Hi Mart, thanks for your comments but after 18 years of following Sydney FC, week in and week out, I disagree there is no tradition. I have also followed Manchester United for 60 years (I was born near Manchester so I have an excuse) and for many years, I have been more passionate, worried and care more for SFC than for United. SFC is my team, I go to watch them, I know the players intimately. It's got nothing to do with who owns the club. I own the gear and the signed souvenirs. My devotion to the team matches the vast majority of Parramatta, Souths, Waratahs, Richmond, Swans ... you name it ... fans. There is no 'rusted on' contrast as you claim. My support is as rusted on as if I was born into a family of fans, through thick and thin.

Mart
December 08, 2022

Graham - fantastic to hear and I in no way meant to downplay fans such as yourself that are quite clearly passionate. That's fabulous. But .... where to from here ? How do the Sydney FCs of the world build on supporters like you and grow the base double ? Three fold ? My fear is that the A League will suffer in the same way as, say, Super League in rugby union where quite a few clubs had a whizz bang start in terms of supporter numbers but have no plateaued or, worse, supporter interest has declined. Hence my suggestions to how to rust on / grow but I'm sure folk like you have other (better !) ideas. The audience is there - for example, 4 of the women's world cup games in 2023 in Melbourne are basically sold out. So how do we attract a sizeable chunk of these folks regularly to the A League (men and women games) ? On the back of amazing performances by the men and women national teams now's the time !

Stephen
December 07, 2022

Excellent article Graham.
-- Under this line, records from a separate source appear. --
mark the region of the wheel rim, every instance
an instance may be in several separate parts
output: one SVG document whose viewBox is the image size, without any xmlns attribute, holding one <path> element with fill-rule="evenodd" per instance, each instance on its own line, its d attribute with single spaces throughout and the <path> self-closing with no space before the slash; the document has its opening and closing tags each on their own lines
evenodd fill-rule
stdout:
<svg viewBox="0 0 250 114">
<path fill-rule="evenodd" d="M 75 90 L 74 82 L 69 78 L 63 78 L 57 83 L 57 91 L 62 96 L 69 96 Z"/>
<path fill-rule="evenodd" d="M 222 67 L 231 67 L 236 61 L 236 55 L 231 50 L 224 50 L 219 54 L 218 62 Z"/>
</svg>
As a football tragic myself for over 50 years, I read as many football articles I can lay my hands on (or click my mouse on these days), and your analysis rivals those of any professional football writer.

I pretty much agree with everything you say. I can only hope that this World Cup is finally the trigger for raising football's visibility and acceptance to those of the other games played in this country.

Graham Hand
December 07, 2022

Thanks for the kind comments, Stephen. In fact, going back 20 years or more, I wrote for the Northern Spirit matchday magazine, a page called 'From The Terrace' as a fan's perspective on the game and the team. It's extraordinary to recall that as the team was passed from owner to owner like a counterfeit note, they still produced a programme for each match. It's something that no A-League team has ever done, and of course, it's all online now.